PR Before the Internet: When Fax Was King and Face Time Was Real
- Lee Greyling

- Jul 1
- 2 min read

A little over 25 years ago, Google was born. Amazon was still just a river, Facebook didn’t exist, and floppy disks were cutting-edge tech. Today, we scroll, click and chat with AI — and for many, there’s no memory of a world without the internet. But what was it like working in PR before email, Google, or social media?
Slow. Very slow. And very manual.
Press releases were typed out on noisy typewriters — or, if your office was ahead of the curve, a WordStar word processor. Once printed, each one had to be stuffed into envelopes, labelled with typed stickers, and matched with captioned photographs or colour transparencies. The final flourish? Licking stamps. Lots of them.

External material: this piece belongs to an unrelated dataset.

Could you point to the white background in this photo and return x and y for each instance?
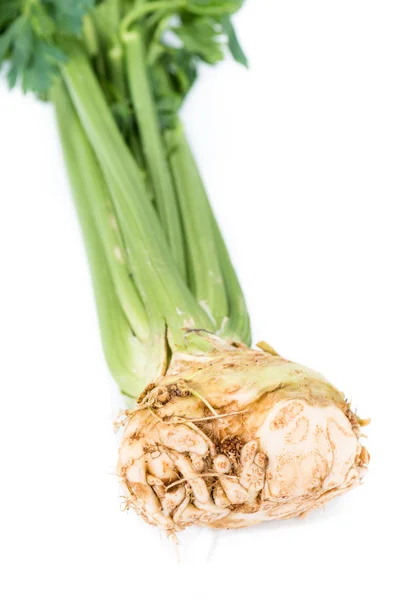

Fax machines brought some relief, albeit with that familiar screech echoing through the office. Still, you could only feed in one page at a time.
Media lists weren’t downloaded — they were built by hand.
You read newspapers and magazines cover to cover to find the names of journalists. Media monitoring meant flipping through piles of press, scissors in hand, hoping to spot your client’s name. If you had a cuttings agency, your clippings would arrive days later, glued to A4 paper. And “digital” meant saving files to an eight-inch floppy disk with a whopping 98.5 KB of memory.

But what we lacked in speed, we made up for in relationships.
Back then, PRs spent more time on the phone or face to face with journalists. Story ideas were pitched in real conversations, often sparking unexpected coverage angles. Journalists had time to talk. And that human connection led to better stories.
Today, everything’s faster — but not always richer.
Virtual press rooms, shared drives, email blasts, and now AI — they’ve streamlined the process, cut costs, and opened new frontiers. Generative tools can help draft content, research angles, and automate outreach. But they can’t replace instinct, connection, or trust.
Because no matter how advanced the tech becomes, PR still relies on people — the ones who build relationships, spot the angle, and bring heart to the story. So if the pace feels dizzying in this AI era, remember: good PR isn’t just about keeping up. It’s about staying human.